Fino al 1916 rimase in vigore l'universo secondo Newton. Ed era un universo ordinato e perfetto. Non c'era niente che sgarrava. Ogni cosa filiava liscia sui binari precisi della legge di gravitazione universale come lancette di un orologio svizzero. Certo, aveva anch'esso le sue stramberie. Una di queste, forse la peggiore di tutte, era come diavolo potesse trasmettersi la forza di gravità. A questo proposito, accorgendosi che neanche una mela al giorno avrebbe potuto levarle di torno, Newton ci passò sopra e preferì non fare ipotesi e lasciare alle cose di dio e alla riflessione degli uomini ulteriori considerazioni sull'argomento. Nonostante ciò questo universo resistette per 229 anni, che a ben vedere per un universo non sono poi granché!, dopodiché fu costretto ad abdicare. In realtà, il responsabile di tale oltraggio, quel piccolo uomo baffuto dell'Ufficio Brevetti di Berna, aveva già cominciato a dare mazzate alle teorie di Newton una decina d'anni prima, quando nel 1905 aveva pubblicato la Teoria della Relatività Speciale o Ristretta.

Ma fu nel 1916, che Albert Einstein speronò definitivamente il Titanic della fisica classica con l'iceberg della Teoria della Relativià Generale, facendo colare a picco quella che era considerata una teoria inaffondabile, una visione che mai e poi mai avrebbe potuto essere superata, tali e tante erano state le prove osservative a suo favore. La demolizione da parte di Einstein cominciò con due osservazioni fondamentali. La prima riguarda il tempo di propagazione della forza di gravità. Come s'è detto, ben sapendo di non poter sciogliere un nodo troppo complicato per la scienza dei suoi tempi (e, a dire il vero, anche dei nostri!), Newton non azzardò alcuna ipotesi su come si potesse trasmettere la forza di gravità, per cui ritenne ragionevole che essa si propagasse tra i corpi in maniera istantanea.

Basandosi sugli studi di Maxwell secondo cui luce ed energia, come pure elettricità ed elettomagnetismo, si propagano nel vuoto alla velocità della luce, Einstein estese il concetto alla forza di gravità che avrebbe quindi dovuto propagarsi anch'essa, non più istantaneamente, ma alla velocità della luce. La seconda considerazione di Einstein fu il cosiddetto Principio di Equivalenza. In parole semplici Einstein notò che non era in alcun modo possibile distinguere tra l'accelerazione e la forza di gravità. Se vi trovaste in viaggio nello spazio su un'astronave che si muove con un'accelerazione costante pari a 9.8 m/s2, vi sentireste schiacciati nella direzione opposta a quella del moto con una forza pari alla medesima forza di gravità terrestre.
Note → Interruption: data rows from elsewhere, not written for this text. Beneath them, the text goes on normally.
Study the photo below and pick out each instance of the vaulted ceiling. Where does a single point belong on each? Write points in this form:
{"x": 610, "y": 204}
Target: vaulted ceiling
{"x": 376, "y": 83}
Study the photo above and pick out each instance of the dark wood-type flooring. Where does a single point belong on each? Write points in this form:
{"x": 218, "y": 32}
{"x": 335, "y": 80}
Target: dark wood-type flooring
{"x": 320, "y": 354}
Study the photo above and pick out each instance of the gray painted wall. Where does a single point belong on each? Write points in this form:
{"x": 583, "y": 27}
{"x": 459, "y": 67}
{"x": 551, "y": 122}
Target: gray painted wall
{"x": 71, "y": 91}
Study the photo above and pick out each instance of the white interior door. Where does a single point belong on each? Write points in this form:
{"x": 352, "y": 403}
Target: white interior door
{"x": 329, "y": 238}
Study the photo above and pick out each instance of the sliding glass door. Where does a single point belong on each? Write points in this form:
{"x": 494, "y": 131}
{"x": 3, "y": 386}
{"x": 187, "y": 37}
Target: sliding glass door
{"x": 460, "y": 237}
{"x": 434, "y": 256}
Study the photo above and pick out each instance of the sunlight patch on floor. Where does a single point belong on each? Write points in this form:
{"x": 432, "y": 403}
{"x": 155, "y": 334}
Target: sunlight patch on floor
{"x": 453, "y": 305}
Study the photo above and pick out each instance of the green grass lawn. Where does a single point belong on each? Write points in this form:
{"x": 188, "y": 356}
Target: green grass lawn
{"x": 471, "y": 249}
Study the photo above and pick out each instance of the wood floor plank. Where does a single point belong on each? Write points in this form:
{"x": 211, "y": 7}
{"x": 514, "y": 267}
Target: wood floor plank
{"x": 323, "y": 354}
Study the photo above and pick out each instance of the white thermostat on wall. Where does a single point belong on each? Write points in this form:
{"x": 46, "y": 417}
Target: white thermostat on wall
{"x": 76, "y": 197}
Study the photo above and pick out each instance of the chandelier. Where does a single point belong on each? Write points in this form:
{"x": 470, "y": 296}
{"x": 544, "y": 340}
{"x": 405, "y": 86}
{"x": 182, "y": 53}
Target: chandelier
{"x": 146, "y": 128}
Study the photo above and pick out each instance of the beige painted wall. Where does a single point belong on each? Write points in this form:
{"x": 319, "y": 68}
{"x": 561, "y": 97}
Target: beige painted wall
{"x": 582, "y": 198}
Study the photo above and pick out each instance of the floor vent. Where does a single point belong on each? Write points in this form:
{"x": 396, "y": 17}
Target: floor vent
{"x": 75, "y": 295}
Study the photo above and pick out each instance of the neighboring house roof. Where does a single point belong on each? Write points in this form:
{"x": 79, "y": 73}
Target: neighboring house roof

Inoltre, se la direzione del moto fosse proprio verso il vostro "alto", e non ci fossero oblò a mostrarvi dove siete e il vostro movimento, i vostri piedi non potrebbero in alcun modo distinguere se siete in volo o fermi sulla superficie terrestre. Questo è il medesimo principio su cui si basa la gravità artificiale delle stazioni orbitali. Ricordate la stazione spaziale rotante di 2001: Odissea nello spazio? Ebbene, date le dimensioni dell'oggetto, esiste una velocità angolare opportuna che provoca un'accelerazione centrifuga che causa una forza agente radialmente verso l'esterno, simulando alla perfezione una forza di gravità. A questo punto Einstein ribaltò la questione e osservò che se l'accelerazione poteva simulare la gravità, non si poteva concludere con certezza che in realtà gli effetti della gravità non fossero dovuti a un'accelerazione. Sotto questo aspetto la gravità assumeva così i contorni di "un punto di vista" non di una spiegazione autoconsistente dei fenomeni sperimentati. Partendo da queste due riflessioni, Einstein ristrutturò l'intero castello newtoniano e formulò una nuova teoria della gravitazione conosciuta come Teoria della Relatività Generale.